Until recently, Conservatives took comfort in the lack of any effective alternative to their rule, as the Labour Party headed since 2015 by Jeremy Corbyn had devolved into a radical sect. Its leaders form a gallery of unreconstructed far-left militants, Trotskyists, and overt IRA sympathizers, whose global ideal seemed to be revolutionary Venezuela. Corbyn’s Labour favors massive nationalization of industries and utilities, and a vast expansion of labor union power and influence. Anti-Semitic rhetoric has a widespread appeal among party activists. So flagrantly unelectable did the Labour Party appear that Conservatives largely treated their adversaries as a source of hilarity.

Last June, accordingly, Theresa May called a (wholly unnecessary) general election in the hope of securing Conservative power for decades to come. Not for the first time, her decision proved catastrophic. Labour votes surged, boosting the party’s parliamentary seats from 232 to 262. Despite all his poisonous past associations, Jeremy Corbyn emerged as the undisputed political hero of most under-35s, who loved his rhetoric of fighting inequality and assailing malefactors of great wealth.
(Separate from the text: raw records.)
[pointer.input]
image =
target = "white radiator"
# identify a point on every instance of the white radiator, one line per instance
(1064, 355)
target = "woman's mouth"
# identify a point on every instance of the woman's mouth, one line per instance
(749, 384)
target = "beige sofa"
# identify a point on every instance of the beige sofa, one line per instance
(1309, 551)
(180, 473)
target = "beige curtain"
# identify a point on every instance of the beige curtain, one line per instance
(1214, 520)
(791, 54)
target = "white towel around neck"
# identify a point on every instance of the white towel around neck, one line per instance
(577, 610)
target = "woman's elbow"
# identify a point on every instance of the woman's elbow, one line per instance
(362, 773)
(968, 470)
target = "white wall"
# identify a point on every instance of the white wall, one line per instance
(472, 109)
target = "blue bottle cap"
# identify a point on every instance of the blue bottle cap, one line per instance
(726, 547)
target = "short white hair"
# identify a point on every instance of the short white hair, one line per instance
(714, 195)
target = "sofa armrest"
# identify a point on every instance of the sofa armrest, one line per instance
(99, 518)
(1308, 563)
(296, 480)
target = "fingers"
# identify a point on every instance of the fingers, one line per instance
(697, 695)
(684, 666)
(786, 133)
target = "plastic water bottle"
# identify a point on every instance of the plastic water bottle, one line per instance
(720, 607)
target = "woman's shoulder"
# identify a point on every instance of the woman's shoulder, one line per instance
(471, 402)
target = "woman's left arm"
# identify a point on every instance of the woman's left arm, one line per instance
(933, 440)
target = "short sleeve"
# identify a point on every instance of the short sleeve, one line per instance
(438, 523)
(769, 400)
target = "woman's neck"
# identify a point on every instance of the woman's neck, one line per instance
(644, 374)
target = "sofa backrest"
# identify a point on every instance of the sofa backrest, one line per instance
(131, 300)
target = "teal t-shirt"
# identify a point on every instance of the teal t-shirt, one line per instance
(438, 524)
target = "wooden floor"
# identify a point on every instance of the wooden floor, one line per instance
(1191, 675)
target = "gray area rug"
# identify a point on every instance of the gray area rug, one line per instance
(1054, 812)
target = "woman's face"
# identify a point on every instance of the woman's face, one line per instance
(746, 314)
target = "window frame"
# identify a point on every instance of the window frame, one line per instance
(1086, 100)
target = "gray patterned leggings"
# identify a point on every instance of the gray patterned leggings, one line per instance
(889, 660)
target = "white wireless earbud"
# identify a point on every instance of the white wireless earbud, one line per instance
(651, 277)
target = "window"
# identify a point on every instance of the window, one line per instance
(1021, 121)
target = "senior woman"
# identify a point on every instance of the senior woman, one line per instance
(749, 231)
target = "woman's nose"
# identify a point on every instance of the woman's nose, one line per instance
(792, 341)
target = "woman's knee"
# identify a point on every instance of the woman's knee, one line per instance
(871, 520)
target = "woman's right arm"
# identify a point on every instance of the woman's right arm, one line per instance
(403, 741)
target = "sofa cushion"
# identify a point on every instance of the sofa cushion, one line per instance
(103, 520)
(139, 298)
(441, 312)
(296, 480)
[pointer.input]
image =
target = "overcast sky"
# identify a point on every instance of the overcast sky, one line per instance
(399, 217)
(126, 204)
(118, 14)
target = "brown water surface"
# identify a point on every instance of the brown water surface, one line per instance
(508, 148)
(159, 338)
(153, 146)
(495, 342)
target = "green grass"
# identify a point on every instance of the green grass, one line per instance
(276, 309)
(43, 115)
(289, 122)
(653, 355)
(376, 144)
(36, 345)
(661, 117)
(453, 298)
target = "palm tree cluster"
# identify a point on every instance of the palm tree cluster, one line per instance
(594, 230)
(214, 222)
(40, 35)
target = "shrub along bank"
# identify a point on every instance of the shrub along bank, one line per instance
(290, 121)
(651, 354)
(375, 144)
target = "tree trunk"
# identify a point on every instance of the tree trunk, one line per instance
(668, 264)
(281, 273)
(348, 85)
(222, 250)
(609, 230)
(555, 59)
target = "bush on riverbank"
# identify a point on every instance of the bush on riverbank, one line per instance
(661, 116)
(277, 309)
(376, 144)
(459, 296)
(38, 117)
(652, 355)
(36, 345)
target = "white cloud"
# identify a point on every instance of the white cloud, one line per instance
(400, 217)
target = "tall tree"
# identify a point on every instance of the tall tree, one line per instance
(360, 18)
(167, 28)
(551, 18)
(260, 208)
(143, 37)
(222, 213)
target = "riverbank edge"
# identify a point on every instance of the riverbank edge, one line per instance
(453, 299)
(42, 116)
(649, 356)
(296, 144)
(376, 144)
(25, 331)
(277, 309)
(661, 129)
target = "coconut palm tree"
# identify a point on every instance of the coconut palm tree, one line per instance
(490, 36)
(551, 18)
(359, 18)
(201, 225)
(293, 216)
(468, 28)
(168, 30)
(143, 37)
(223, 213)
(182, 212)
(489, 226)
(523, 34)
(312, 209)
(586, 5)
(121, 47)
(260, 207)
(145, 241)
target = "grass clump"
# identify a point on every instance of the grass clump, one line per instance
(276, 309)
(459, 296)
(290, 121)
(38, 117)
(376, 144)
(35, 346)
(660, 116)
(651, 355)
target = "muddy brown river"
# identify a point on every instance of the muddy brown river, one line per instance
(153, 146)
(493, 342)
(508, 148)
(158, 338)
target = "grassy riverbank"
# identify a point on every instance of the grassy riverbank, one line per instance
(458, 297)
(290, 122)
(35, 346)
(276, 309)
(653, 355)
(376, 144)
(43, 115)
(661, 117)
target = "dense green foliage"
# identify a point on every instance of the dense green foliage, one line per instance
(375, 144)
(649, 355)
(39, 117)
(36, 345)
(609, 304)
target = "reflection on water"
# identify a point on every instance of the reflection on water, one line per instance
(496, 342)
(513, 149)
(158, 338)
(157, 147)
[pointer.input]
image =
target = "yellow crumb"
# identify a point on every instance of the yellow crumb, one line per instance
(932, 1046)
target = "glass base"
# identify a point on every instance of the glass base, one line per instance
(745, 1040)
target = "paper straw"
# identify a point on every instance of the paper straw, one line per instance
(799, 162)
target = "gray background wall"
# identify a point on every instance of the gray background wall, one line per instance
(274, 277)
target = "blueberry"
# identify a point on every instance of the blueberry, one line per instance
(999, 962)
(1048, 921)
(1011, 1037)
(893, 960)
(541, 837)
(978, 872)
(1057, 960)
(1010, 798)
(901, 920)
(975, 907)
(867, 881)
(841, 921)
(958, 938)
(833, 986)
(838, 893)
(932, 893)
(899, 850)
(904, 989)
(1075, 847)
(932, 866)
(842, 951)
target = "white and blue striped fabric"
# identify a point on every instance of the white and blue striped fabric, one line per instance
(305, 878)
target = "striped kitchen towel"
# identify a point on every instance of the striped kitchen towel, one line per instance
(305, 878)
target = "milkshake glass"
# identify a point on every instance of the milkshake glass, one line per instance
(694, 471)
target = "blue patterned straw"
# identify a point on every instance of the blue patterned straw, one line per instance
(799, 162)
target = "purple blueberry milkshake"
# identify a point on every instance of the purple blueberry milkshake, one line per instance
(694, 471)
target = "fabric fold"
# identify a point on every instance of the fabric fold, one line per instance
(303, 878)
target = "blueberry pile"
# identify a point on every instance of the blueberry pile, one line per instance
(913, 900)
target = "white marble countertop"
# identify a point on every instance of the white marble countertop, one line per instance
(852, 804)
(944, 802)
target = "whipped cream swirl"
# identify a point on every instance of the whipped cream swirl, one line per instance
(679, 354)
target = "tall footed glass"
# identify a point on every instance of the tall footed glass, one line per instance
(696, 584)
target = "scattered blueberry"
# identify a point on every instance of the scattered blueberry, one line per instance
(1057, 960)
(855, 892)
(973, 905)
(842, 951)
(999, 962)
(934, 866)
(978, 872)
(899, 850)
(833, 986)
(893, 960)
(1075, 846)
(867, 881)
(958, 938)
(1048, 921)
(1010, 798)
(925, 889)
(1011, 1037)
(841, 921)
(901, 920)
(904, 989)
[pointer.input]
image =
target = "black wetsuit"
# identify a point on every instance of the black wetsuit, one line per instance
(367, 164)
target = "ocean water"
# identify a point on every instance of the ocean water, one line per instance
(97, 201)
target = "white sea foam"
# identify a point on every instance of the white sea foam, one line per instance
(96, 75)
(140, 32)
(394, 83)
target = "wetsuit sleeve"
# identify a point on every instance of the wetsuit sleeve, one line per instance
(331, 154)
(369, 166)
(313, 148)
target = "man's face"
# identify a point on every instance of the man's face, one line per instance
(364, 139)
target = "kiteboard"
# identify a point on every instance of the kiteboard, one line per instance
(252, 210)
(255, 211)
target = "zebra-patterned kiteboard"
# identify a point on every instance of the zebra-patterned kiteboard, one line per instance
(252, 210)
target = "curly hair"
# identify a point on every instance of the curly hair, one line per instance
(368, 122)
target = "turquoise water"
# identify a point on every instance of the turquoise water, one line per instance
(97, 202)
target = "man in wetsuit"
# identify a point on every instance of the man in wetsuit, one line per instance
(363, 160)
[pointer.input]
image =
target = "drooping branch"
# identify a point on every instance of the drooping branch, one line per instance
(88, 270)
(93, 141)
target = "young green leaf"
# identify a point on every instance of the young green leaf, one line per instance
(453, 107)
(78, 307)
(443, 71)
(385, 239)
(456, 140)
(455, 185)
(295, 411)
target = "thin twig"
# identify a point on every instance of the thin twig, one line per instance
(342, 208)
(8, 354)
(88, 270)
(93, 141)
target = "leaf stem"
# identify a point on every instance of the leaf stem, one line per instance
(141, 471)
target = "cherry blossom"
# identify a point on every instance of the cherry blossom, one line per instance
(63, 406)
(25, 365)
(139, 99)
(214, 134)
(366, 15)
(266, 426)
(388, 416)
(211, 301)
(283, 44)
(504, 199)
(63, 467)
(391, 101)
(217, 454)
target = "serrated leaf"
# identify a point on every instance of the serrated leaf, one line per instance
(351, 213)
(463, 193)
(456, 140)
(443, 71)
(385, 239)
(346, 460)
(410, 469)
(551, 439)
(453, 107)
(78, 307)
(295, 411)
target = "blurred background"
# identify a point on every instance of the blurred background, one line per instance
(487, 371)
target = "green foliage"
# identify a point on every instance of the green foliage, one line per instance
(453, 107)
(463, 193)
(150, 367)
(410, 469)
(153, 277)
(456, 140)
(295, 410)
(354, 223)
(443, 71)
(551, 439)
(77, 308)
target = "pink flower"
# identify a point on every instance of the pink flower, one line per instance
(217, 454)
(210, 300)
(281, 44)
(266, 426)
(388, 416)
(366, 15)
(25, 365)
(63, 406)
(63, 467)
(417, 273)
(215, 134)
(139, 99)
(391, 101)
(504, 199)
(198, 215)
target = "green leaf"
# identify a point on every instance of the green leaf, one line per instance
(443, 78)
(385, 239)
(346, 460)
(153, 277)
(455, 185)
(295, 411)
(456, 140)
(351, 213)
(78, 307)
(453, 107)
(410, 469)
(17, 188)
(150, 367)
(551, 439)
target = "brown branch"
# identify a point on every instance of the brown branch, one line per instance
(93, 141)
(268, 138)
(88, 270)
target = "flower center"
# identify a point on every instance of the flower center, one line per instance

Currently, Conservatives run a nose ahead of Labour in the polls, but the prospect of a Corbyn government is all too real. If divisions over the EU force a schism in the Conservative Party, an election could come far sooner than anyone presently expects.

The vision of a Corbyn government would be alarming at the best of times, but would also combine the likelihood of a post-Brexit economic crisis with the withdrawal of foreign capital and investment. Imagine such a Labour government being elected in 2019. Its first decisions would unquestionably be to raise taxes and penalize corporations, further accelerating decline and isolation, while a run on the pound would be a certainty. At that point, Britain would be facing Disaster Socialism, with all the emergency measures that the regime deemed necessary to salvage the economy: rigid economic planning, further nationalizations, and ending the convertibility of sterling. The 2020s would find a new Venezuela off the coast of Western Europe, but without the warm weather.

And the blame for such an outcome would be laid wholly at the feet of a failed Conservative Party.

Philip Jenkins teaches at Baylor University. He is the author of Crucible of Faith: The Ancient Revolution That Made Our Modern Religious World.